PETplanet: Caps and closures manufacturers offer a variety of tethered closure designs these days. Some of them require a longer neck to attach the closure. Which designs did you choose?

Reimann: We are presenting three different designs, and to anticipate, all of them can be used with standard necks.

Screw-with-hinge design for all kind of beverages

The first design is a double-slitted TE-band design, known as a “lasso” design. This design has the advantage that it allows the use of existing moulds, thus reducing implementation complexity. There is also no increase in weight compared to classic non-tethered closures and it is available for all major neck finishes.

Double-slitted-TE-band design (widely known as “lasso” design) for all kind of beverages

The second design has been developed for still water. This press-on design offers a lightweight solution.

Press-on design for non-pressurised beverages

The third design – a screw-with-hinge variant – can be used for all kind of beverages. This one is the most sophisticated because it has been developed for a multitude of closures, including the next-generation lightweight 26/22 neck.

PETplanet: So, what is the secret enabling all these tethered closure solutions to be designed for standard necks?

Reimann: The secret lies in the material. The design has to be precisely fine-tuned, there is not much safety space left. If you look for example at the active hinge design, these are much easier to realise with more material. For a fine-tuned solution, the material has to be sturdy but with good flow characteristics.

PETplanet: The lasso design is a double-slotted TE-band design. When looking at this flexible solution, one could easily imagine that the closure could annoy the consumer while drinking, which could result in it being torn off.

Hoffmann-Leist: Bringing together standards and user-friendly design with integration into the supply chain is actually a balancing act. We are therefore carrying out several consumer studies and have had the three tethered versions tested. Each alteration is difficult because consumers will open the bottle in the way they are used to opening bottles. There are also significant regional differences here. In some countries, screw-tops are preferred, and consumers are skeptical about using hinge caps; in other countries these caps are much more common. But from the feedback, we understood that user-friendliness has been certified for all three solutions.

Reimann: What’s special about the lasso cap is that we designed it in such a way that it does not dangle in the consumer’s face during drinking.
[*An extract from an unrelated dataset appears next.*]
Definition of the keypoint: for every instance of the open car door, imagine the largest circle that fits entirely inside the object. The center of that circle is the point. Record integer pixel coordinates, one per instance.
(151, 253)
Alongside safety, intuitive use and reliability, “convenience” is one of the four standards that the brand owner stipulated for the caps. But here too, the material side is enormously important because there must be a guarantee that the cap cannot simply be ripped off. The great advantage of the lasso design is that existing moulds could still be used.
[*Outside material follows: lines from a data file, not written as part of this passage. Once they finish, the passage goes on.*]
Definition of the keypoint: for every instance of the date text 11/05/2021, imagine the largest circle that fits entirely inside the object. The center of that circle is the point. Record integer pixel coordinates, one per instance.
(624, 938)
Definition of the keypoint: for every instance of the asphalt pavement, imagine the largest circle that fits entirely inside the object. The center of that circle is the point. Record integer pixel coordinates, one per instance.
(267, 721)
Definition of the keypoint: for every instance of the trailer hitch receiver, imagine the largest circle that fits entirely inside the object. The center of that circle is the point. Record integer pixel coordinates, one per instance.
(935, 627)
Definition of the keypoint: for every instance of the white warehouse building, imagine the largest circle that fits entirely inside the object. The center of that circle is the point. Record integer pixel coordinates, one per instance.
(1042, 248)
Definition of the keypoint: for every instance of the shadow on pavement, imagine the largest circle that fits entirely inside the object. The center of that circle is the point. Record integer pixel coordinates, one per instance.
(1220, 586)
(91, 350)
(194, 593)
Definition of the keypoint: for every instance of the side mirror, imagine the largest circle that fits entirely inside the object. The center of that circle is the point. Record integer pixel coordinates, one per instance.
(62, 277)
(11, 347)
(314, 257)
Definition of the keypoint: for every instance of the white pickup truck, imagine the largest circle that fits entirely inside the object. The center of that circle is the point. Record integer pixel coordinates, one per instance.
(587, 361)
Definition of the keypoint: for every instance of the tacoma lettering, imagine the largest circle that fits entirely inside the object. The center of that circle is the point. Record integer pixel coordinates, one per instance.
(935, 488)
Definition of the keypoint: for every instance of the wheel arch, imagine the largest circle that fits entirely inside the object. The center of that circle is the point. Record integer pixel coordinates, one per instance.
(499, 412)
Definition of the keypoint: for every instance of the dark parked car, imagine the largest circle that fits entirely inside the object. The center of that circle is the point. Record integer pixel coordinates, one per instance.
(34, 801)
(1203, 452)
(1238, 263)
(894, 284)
PETplanet: Besides these tethered caps, you have also designed a tethered closure concept from recycled material. What is this about?
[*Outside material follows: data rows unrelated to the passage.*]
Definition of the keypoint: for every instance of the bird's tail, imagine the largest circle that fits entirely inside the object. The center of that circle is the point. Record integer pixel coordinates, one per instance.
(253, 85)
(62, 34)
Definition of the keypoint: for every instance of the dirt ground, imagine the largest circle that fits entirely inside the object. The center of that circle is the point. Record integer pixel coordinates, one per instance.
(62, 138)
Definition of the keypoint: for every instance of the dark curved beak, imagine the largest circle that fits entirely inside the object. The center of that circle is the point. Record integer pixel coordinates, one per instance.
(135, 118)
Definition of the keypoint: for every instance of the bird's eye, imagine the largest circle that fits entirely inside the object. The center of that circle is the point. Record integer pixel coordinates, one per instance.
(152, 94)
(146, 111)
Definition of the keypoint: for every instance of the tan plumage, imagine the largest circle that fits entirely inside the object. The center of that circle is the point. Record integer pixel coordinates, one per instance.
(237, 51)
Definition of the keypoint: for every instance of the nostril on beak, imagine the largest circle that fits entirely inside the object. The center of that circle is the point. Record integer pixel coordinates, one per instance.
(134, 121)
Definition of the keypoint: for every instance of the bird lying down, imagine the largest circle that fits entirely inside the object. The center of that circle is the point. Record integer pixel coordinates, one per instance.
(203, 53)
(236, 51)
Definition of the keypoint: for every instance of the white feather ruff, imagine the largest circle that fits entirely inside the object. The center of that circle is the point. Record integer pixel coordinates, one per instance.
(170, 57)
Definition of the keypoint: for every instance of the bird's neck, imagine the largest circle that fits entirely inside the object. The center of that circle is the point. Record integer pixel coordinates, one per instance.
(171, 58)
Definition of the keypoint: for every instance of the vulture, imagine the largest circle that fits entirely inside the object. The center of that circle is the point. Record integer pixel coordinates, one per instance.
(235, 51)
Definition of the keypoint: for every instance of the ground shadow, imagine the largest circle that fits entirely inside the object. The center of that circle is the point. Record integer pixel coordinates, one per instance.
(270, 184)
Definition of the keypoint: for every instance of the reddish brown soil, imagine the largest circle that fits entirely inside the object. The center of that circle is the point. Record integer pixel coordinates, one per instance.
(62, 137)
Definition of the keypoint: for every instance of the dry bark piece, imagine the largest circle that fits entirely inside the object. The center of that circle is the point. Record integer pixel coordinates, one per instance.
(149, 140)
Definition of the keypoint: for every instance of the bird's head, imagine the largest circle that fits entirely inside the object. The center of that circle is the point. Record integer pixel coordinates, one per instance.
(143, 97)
Trocherie: In the cap sector, incorporating the use of recycled material has long been difficult because of the contact with food. What we have designed for K fair is a prototype to demonstrate the feasibility of the production chain from mixed plastic waste to an end application. We used feedstock made from post-consumer plastic waste. Using our proprietary molecular recycling technology MoReTec, we converted this waste to oil to produce ethylene and then polyethylene in one of our production assets. This product has the same physical properties as conventional plastics derived from petrochemicals. 

PETplanet: Thank you for the interesting discussion!